Data Management Plan¶

This document takes into consideration data that I use for my research.

0.Project Overview¶

Project Title: Identification of precision therapeutics for Alzheimer's disease prevention and treatment

Principal Investigator: PhD Francesca Vitali

Data Manager: PhD Francesca Vitali

Collaborators: Simona Merlini

Project Rationale: Alzheimer's disease (AD) is a progressive neurodegenerative disease that affects 5.8 million people in US with no effective therapeutic. Therapeutics to prevent, delay and treat AD are urgently needed. The management and treatment of AD risk factors, such as diabetes and hypertension, might delay or prevent AD onset. To this point, an untreated risk factor generates a cascade that with time increases in complexity and ultimately results in AD. Our aim is to select risk factor profiles that are targetable with a drug class and assess if a therapeutic or a combination of therapeutics can disrupt the risk cascade modifying AD onset.

1. Data Description¶

We use data from the UK Biobank to characterize the impact of therapeutics targeting AD risk factors has on AD and cognitive impairment. UK Biobank is a large-scale biomedical database and research resource, containing in-depth genetic and health information from half a million UK participants. The database is regularly augmented with additional data and is globally accessible to approved researchers.

2. Data Collection¶

UK Biobank is a world-leading biomedical database to enable scientific discoveries that improve human health. UK Biobank has Research Tissue Bank Approval till 2026 and through access to an unmatched amount of biological and medical data on half a million people living in the UK. Below, the main characteristics of the study:

UK Biobank is a longitudinal study; it follows the health of 500,000 volunteer participants.
Participants were aged between 40-69 years when they joined UK Biobank between 2006-2010.
Each participant attended a baseline assessment at a centre in England (89%), Scotland (7%) and Wales (4%).
Participants provided their consent for long-term follow-up.
Participants answered lots of questions about their health & lifestyle.
Participants donated samples of blood, urine and saliva for long-term storage and analysis.
Physical measurements were also taken (e.g. height, weight, spirometry, blood pressure, heel bone density).
Many participants have undertaken MR brain & heart imaging, activity monitoring and online follow-up questionnaires.
We have genetic data on all 500,000 participants.
UK Biobank is not representative of the general population with evidence of a ‘healthy volunteer’ selection bias, details of which are published online.

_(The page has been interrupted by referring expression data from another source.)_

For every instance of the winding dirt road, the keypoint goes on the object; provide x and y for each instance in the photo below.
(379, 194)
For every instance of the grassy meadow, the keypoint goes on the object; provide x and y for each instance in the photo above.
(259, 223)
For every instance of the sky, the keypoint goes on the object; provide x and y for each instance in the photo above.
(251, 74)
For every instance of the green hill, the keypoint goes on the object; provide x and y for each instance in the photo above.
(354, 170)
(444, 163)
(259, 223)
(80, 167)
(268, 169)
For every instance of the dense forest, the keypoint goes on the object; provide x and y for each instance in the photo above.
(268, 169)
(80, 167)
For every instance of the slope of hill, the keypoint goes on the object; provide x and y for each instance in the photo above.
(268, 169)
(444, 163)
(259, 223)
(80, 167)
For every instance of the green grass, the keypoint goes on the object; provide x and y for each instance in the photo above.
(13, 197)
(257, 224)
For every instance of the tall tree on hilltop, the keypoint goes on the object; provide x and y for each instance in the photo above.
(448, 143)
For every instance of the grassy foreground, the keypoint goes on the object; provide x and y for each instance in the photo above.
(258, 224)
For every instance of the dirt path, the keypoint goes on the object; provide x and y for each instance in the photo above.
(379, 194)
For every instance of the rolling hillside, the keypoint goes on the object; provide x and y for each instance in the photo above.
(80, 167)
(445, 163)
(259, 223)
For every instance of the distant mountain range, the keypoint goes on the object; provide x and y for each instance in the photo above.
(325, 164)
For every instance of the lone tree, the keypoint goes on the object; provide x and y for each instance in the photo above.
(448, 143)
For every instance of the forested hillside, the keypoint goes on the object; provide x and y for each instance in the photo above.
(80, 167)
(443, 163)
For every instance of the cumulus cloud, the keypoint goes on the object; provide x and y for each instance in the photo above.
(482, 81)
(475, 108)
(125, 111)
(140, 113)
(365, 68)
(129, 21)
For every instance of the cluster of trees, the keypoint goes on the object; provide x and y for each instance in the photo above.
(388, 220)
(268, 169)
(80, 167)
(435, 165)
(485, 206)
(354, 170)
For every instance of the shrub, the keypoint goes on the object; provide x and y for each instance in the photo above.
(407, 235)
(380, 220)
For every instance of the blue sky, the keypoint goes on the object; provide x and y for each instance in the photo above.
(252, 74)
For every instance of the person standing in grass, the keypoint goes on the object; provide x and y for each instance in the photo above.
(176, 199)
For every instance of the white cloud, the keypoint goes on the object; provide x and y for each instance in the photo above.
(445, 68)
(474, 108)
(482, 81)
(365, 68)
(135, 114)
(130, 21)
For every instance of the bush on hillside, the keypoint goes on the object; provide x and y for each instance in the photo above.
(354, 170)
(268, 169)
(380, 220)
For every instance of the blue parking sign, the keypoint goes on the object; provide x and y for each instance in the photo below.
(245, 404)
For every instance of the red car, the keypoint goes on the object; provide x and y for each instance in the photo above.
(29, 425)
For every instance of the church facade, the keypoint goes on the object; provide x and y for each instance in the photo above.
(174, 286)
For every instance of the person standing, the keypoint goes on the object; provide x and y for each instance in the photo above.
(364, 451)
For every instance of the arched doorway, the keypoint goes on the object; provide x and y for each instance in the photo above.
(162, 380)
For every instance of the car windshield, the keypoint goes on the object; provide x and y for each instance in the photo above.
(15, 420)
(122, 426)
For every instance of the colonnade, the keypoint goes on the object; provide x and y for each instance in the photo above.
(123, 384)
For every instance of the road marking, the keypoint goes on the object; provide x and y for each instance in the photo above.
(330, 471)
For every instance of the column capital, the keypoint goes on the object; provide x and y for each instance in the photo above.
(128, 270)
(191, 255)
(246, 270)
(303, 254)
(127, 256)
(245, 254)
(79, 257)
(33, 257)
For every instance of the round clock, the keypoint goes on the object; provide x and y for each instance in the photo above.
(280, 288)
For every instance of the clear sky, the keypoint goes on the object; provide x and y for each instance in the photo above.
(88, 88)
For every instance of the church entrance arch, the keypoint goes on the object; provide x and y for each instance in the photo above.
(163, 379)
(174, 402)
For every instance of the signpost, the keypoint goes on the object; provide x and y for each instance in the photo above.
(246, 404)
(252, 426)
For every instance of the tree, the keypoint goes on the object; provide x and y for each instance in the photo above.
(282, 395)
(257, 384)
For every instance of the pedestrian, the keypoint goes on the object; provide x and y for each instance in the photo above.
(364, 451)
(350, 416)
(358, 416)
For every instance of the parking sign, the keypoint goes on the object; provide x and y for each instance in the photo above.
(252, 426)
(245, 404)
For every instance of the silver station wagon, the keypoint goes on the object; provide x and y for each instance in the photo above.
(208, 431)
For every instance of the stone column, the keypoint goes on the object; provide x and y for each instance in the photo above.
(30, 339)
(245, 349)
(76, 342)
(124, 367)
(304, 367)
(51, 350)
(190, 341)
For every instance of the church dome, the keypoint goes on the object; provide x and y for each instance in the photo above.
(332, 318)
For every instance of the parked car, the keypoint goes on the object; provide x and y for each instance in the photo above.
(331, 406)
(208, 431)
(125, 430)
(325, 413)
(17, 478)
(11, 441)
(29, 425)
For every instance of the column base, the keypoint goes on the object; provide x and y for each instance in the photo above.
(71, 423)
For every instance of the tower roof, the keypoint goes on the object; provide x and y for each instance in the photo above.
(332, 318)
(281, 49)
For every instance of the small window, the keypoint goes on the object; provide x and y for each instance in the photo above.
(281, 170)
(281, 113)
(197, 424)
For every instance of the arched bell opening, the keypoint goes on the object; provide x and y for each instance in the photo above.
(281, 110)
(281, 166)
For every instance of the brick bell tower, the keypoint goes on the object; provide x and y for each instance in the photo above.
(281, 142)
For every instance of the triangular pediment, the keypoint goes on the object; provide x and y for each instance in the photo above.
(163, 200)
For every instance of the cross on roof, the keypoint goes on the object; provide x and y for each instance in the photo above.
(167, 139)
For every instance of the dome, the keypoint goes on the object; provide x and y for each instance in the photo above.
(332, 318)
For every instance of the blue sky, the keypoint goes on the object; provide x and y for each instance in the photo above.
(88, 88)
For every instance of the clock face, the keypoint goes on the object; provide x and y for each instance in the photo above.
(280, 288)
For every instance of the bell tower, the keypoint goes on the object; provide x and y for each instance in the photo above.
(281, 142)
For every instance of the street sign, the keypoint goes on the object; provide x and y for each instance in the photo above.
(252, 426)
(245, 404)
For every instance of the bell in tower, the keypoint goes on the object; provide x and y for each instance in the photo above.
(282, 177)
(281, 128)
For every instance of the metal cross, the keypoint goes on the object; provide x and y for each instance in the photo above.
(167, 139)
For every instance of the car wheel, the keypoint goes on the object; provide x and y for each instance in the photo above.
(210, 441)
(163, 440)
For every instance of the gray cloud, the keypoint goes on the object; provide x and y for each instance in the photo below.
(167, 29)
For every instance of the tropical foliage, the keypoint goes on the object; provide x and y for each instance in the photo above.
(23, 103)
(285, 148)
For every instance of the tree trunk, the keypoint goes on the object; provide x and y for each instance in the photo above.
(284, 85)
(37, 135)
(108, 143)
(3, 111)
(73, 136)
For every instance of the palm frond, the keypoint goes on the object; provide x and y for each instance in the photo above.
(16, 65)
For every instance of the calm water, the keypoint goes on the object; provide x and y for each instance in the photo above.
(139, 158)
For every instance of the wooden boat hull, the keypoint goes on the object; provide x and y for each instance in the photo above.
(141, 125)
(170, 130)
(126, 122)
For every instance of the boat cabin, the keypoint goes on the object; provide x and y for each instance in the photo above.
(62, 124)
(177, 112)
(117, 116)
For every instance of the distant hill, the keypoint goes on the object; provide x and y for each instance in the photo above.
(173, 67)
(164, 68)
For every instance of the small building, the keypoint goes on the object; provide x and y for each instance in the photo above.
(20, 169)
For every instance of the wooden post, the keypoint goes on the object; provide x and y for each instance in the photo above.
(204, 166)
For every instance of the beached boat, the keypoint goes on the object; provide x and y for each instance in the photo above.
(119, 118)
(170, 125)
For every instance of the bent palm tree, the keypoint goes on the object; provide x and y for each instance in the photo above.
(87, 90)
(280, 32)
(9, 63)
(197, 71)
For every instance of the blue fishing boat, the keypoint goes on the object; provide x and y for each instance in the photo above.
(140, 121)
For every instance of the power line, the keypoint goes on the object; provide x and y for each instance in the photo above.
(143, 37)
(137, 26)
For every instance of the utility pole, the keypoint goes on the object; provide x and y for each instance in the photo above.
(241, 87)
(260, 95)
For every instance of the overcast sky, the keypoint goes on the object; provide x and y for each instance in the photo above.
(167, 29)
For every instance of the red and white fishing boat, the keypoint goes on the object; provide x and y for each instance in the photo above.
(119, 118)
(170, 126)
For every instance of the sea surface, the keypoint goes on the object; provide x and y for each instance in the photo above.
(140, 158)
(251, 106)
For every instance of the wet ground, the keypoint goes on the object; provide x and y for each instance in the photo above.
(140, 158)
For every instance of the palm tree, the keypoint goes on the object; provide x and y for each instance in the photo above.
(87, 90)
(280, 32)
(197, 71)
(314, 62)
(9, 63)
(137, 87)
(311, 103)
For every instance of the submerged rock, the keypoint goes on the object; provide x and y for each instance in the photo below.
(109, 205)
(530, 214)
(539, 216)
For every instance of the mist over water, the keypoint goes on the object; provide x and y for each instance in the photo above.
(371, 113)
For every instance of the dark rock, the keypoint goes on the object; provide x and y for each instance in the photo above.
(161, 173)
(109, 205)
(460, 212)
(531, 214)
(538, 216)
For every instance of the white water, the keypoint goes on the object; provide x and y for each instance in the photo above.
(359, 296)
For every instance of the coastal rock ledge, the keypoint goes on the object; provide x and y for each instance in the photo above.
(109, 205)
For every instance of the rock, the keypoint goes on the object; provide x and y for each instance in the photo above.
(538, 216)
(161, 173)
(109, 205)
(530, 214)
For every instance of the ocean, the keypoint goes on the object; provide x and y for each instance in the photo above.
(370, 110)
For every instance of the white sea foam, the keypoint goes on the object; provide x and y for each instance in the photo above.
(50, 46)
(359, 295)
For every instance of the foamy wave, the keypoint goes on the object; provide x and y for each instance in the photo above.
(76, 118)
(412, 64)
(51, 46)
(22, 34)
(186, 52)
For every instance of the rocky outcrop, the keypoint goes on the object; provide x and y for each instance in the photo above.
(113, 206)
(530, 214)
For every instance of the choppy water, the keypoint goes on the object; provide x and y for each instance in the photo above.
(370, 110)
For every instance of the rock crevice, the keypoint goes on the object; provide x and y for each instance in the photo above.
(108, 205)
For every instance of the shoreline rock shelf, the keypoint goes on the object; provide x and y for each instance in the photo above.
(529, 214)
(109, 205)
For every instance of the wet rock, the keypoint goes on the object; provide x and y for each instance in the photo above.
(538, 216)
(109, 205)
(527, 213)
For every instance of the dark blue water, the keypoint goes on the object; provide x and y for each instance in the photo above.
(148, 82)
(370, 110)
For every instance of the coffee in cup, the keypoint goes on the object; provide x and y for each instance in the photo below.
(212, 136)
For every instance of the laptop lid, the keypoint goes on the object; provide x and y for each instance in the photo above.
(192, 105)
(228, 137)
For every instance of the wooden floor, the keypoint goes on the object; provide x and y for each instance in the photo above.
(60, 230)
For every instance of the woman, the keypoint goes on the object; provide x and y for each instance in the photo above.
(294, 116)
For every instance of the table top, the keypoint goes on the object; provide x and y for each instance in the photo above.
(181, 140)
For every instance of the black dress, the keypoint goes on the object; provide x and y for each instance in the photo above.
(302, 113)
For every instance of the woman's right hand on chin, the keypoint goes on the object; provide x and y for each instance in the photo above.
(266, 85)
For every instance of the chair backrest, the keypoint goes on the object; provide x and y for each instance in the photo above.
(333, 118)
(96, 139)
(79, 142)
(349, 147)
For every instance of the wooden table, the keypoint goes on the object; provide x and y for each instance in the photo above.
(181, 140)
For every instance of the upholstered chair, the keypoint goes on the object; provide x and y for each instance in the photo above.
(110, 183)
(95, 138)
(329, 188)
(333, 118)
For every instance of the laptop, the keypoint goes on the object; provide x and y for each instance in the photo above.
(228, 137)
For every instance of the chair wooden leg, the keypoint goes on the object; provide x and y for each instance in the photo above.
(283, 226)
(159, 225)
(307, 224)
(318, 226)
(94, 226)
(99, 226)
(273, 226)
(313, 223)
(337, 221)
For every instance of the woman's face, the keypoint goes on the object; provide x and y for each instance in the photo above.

UK Biobank is linked to the health-related records of the participants (through cancer and death registries and through hospital episode and primary care data) and in time to a range of other health-related records (further details are available on UK Biobank’s website).

3. Data Extraction¶

For the UK Biobank dataset, Research Analysis Platform will be used to access and download the data.

4. Data Storage and Backup¶

There is no data-archiving as the data are 'owned' by the UK Biobank, we are only allowed to use it as long as the project runs. The original data remains at the UK Biobank and can be downloaded/obtained from them at any time when needed. Therefore, there are only costs for data access/right ('Maintenance Dataset'), and the datamanager ('Division') and data analysis tool/storage ('Other'). The data downloaded are stored in individual Box-health folder for each accepted researcher. In the event the data are deleted we can re-download these from the UK Biobank servers.

5.Data Protection and Security¶

The data downloaded from the UK Biobank website are stored in a Box-Health folder that can not be shared with noone beside the owner of the folder. The folder is password-protected.

The anonymisation of the data is irreversible in the hands of the researchers by way of the irreversible algorithm. UK Biobank retains an internal database which enables UK Biobank (and only UK Biobank) to reverse anonymise the data. They provide access to these data under their informed consent and only to people they deem certified to access these data. We obtain these data through a secure and encrypted link. The data are pseudonymised by the UK Biobank and are unique to each requested project; in other words the sampleIDs are random for each project number. For further details please refer to UK Biobank Access Procedures.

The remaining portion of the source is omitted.